More recently, he has been in the spotlight for his work with NAD+ precursors and their role in aging and has been helping to develop therapies that replace NAD+, which is lost with aging, in order to delay the diseases of old age. Below are a selection of questions and answers from the AMA, and we urge you to head over to Reddit Futurology to check out the other questions that people asked.

Mutations Accumulate in Healthy Esophageal Tissue With Age

Many mutations accumulate in the esophagus as we age.


Scientists at the MRC Cancer Unit of the Wellcome Sanger Institute and other departments of the University of Cambridge discovered that healthy esophageal tissue accumulates very high numbers of mutations with age, to the point that, by the time middle age is reached, it is likely to contain more cells with a particular mutation than cells without it [1].

Abstract

The extent to which cells in normal tissues accumulate mutations throughout life is poorly understood. Some mutant cells expand into clones that can be detected by genome sequencing. We mapped mutant clones in normal esophageal epithelium from nine donors (age range, 20 to 75 years). Somatic mutations accumulated with age and were caused mainly by intrinsic mutational processes. We found strong positive selection of clones carrying mutations in 14 cancer genes, with tens to hundreds of clones per square centimeter. In middle-aged and elderly donors, clones with cancer-associated mutations covered much of the epithelium, with NOTCH1 and TP53 mutations affecting 12 to 80% and 2 to 37% of cells, respectively. Unexpectedly, the prevalence of NOTCH1 mutations in normal esophagus was several times higher than in esophageal cancers. These findings have implications for our understanding of cancer and aging.

Protein Produced by Astrocytes Involved in Brain Plasticity

Protein Chrdl1 appears to regulate brain plasticity.

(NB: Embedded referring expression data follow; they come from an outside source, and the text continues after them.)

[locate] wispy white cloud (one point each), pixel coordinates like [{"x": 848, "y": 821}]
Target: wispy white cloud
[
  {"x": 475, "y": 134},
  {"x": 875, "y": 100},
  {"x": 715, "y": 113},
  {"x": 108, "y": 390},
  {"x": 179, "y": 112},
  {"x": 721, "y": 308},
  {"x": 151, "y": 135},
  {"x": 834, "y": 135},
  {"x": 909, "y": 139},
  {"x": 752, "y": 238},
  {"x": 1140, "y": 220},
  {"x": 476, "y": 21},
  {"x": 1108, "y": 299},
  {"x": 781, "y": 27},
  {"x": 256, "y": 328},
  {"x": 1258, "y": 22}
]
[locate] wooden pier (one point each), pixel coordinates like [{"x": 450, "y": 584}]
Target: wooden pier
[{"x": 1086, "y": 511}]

Researchers from the Salk Institute have discovered that a protein called Chrdl1, secreted by astrocytes, is responsible for driving synapse maturation and limiting brain plasticity later in life [1].

Abstract

In the developing brain, immature synapses contain calcium-permeable AMPA glutamate receptors (AMPARs) that are subsequently replaced with GluA2-containing calcium-impermeable AMPARs as synapses stabilize and mature. Here, we show that this essential switch in AMPARs and neuronal synapse maturation is regulated by astrocytes. Using biochemical fractionation of astrocyte-secreted proteins and mass spectrometry, we identified that astrocyte-secreted chordin-like 1 (Chrdl1) is necessary and sufficient to induce mature GluA2-containing synapses to form. This function of Chrdl1 is independent of its role as an antagonist of bone morphogenetic proteins (BMPs). Chrdl1 expression is restricted to cortical astrocytes in vivo, peaking at the time of the AMPAR switch. Chrdl1 knockout (KO) mice display reduced synaptic GluA2 AMPARs, altered kinetics of synaptic events, and enhanced remodeling in an in vivo plasticity assay.

Dr. Sam Palmer – Thymic Involution and Cancer Risk

Cancer is the poster child of age-related diseases, and a recent study sheds light on why the risk of cancer rises dramatically as we age.

Abstract

For many cancer types, incidence rises rapidly with age as an apparent power law, supporting the idea that cancer is caused by a gradual accumulation of genetic mutations. Similarly, the incidence of many infectious diseases strongly increases with age. Here, combining data from immunology and epidemiology, we show that many of these dramatic age-related increases in incidence can be modeled based on immune system decline, rather than mutation accumulation. In humans, the thymus atrophies from infancy, resulting in an exponential decline in T cell production with a half-life of ∼16 years, which we use as the basis for a minimal mathematical model of disease incidence. Our model outperforms the power law model with the same number of fitting parameters in describing cancer incidence data across a wide spectrum of different cancers, and provides excellent fits to infectious disease data.